Most of the story consists of the man’s memoirs, particularly the years 1945-46 when the Japanese Empire lost the war with the United States. We learn of his childish shock when the emperor announced to a grief-stricken nation that he was not a god, but only a mortal, of the relationship between his mother who is grief-stricken over the death of her older son in the war in China, of his father’s less-than-triumphant return from the war and how he hides out in a small shed behind the family home sitting in the dark dying of bladder cancer while wearing underwater goggles covered in dark cellophane!
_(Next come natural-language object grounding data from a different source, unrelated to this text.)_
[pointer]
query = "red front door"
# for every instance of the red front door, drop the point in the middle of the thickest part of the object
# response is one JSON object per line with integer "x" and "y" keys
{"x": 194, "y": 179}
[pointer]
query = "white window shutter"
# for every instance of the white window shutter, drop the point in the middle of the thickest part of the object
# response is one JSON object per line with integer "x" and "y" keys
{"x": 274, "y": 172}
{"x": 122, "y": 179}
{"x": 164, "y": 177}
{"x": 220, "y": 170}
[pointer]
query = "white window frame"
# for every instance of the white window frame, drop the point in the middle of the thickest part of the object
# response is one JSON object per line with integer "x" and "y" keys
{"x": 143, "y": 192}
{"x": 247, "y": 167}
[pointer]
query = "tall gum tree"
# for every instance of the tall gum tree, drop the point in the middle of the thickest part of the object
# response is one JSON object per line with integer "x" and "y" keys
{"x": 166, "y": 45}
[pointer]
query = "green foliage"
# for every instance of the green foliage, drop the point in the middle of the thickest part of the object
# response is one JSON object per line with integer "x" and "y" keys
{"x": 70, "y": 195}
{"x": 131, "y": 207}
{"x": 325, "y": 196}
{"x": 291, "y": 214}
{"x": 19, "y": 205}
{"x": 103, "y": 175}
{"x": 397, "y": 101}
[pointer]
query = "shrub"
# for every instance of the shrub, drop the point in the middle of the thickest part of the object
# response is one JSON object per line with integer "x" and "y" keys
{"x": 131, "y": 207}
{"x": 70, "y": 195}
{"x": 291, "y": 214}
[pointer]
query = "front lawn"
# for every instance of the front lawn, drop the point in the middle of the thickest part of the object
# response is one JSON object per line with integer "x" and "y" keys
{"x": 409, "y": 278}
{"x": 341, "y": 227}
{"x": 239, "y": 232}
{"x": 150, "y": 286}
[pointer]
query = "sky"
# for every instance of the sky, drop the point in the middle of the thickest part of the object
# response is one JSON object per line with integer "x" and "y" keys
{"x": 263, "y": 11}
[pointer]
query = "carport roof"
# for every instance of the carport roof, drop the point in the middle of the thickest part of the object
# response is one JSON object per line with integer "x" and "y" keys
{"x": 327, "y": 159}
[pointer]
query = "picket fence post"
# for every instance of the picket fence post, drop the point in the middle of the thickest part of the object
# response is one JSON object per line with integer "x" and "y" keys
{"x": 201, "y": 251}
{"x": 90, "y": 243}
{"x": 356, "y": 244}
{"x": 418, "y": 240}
The story’s main concern is the complex relationship between the boy and his two parents, about his father’s crazy scheme to lead a team of disillusioned soldiers against the government that surrendered Japan’s pride by losing the war, about the boy’s failed suicide attempt and, ultimately, about his father’s dramatic death, which was the defining moment in the boy’s own life, ultimately leading to his lying in the terminal ward of the hospital.

As an outsider who until recently knew virtually nothing about Japanese thought and culture, this novella was quite revealing and totally fascinating. It was also beautifully written, although that pleasure almost pales besides the wonders of the story itself.

Another fine novella was "Prize Stock" which tells the story of a black American soldier who parachutes out of a downed plane and is taken prisoner by the citizens of a rural Japanese village during World War II. This story was very revealing about how the Japanese view non-Japanese. At one point the kids who are the point-of-view characters realize the prisoner is "almost like a human". That is how many Japanese considered Chinese during the time of the Nanking Massacre, which is why they were able to slaughter fifteen million innocent Chinese during the war without feeling evil themselves. As befitting a Nobel Prize winner, the ending of the story is very suitable without being contrived at all.

This collection provides good views into Japanese culture and attitudes, especially during World War II, and is highly-recommended.